Oggi state molto attenti! Perchè vi capiterà certamente di imbattervi in qualche scherzo bonario. Non fateci caso, è un Pesce d'Aprile! Il pesce d’Aprile è uno scherzo da mettere in atto il 1 aprile,e duqnue oggi. Le origini del pesce d’aprile non sono ufficialmente note, anche se sono state proposte varie teorie a riguardo.

Prima di adottare il calendario Gregoriano nel 1582, il Capodanno era celebrato dal 25 marzo (la vecchia data dell’equinozio di primavera) al 1 aprile. Una delle ipotesi più accreditate vuole che, dopo il cambiamento, non tutti si abituarono alla nuova data e vennero quindi additati come gli “sciocchi d’aprile”. Da qui l’origine burlesca dell’1 aprile.
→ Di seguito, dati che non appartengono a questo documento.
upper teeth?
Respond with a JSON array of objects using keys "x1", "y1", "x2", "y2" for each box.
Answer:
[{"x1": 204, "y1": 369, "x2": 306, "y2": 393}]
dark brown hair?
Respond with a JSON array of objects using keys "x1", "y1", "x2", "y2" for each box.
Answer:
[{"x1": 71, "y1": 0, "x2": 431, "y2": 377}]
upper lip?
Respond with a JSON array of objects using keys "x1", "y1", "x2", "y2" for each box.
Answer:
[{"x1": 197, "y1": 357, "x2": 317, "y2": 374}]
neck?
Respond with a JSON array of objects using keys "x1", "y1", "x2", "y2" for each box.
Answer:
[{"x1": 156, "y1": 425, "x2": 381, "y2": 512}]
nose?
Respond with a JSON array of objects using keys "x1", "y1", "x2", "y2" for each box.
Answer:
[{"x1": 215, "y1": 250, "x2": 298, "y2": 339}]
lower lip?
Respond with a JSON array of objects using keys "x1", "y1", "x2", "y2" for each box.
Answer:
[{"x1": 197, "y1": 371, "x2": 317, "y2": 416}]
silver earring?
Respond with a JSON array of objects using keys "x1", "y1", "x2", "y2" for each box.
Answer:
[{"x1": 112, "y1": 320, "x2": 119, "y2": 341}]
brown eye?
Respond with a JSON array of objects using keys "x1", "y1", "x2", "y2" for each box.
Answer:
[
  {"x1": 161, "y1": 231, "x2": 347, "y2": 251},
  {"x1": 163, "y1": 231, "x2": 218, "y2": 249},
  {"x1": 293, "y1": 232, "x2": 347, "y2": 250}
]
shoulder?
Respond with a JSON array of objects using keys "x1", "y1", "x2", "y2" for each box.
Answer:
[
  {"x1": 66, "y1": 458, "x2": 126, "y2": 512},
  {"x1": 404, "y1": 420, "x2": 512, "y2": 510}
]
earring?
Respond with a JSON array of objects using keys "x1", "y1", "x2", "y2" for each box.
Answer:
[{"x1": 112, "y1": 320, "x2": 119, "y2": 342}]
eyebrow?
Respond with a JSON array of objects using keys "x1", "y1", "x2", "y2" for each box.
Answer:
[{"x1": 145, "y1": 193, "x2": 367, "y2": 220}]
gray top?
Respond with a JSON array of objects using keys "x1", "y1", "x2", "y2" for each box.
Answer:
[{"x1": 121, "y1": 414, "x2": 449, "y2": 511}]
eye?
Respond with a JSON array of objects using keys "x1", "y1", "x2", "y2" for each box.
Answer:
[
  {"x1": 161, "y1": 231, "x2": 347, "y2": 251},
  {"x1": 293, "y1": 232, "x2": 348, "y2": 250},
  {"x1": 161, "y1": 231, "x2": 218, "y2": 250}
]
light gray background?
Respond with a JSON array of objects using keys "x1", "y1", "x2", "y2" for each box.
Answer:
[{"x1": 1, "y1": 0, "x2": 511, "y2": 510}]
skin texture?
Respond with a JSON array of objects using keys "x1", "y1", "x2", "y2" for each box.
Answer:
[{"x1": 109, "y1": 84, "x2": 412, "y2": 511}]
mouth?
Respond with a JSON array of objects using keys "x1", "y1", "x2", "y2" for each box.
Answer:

Alla fine del 1500 in Europa i festeggiamenti del primo d’aprile diventarono usanza. Nella Francia di Re Carlo IX e nella Germania degli Asburgo prese il via la tradizione che si diffose poi in Inghilterra (nel XVIII secolo) e in seguito negli altri stati europei. Nel 1564 il re francese stabilì, con il decreto di Roussillon che il primo giorno dell’anno fosse il 1 gennaio. Anche il calendario gregoriano sceglierà qualche anno dopo la stessa data per festeggiare il Capodanno.

La leggenda vuole che molti francesi, contrari a questo cambiamento o semplicemente sbadati, continuassero a scambiarsi regali, festeggiando il Capodanno come ai vecchi tempi. Dei burloni iniziarono così, per sbeffeggiarli, a consegnar loro regali assurdi o vuoti durante feste inesistenti. Nel regalo vuoto si poteva trovare un biglietto con scritto “Poisson d’Avril”: pesce d’aprile in francese.

In Italia, l’usanza dell’1 aprile è recente: risale al 1860-1880. La prima città ad accogliere l’abitudine francese fu Genova, dove la passione per gli scherzi d’aprile sbarcò nel suo porto. La tradizione si radicò prima tra i ceti medio-alti, poi prese piede anche tra il resto della popolazione.

Negli anni lo scherzo d'aprile ha colpito cosi tanto l’immaginario collettivo, che sono tanti i siti di informazioni "seri" che passano ai cittadini "bufale monumentali". La tradizione non si è fermata neppure l’anno scorso e sono stati molti gli scherzi, veicolati agli internauti direttamente dalle più grandi società mondiali. Uno dei più famosi del 2014 fu quello messo in cantiere da Google. Il 1 aprile 2014 Google, avvertì i tanti navigatori che hanno come pagina principale il portale, del lancio di una nuova applicazione di gmail. L'app avrebbe permesso ad inviare i "selfie" a tutti i contatti della rubrica della nota casella di posta, in maniera automatica.

Fu cosi tanto il tam tam pubblicitario che la notizia venne ripresa immediatamente da alcuni dei più grandi giornali mondiali, diventando in poche ore virale. Non contenti gli americani di Mountain View sempre lo stesso giorno, lanciarono un’altra grande bufala in rete, nel pomeriggio comunicarono che su "google maps" era possibile visionare, in tempo reale, il percorso che i "Pokemon" effettuavano sul nostro pianeta. La notizia con dovizia di particolari forniva anche un link, per permettere la ricerca dei mostri anche da tablet o smartphone. Immaginiamo le risate che i progettisti dello scherzo si facevano, quando gli ignari utenti cliccavano sul link, e si accorgevano della bufala.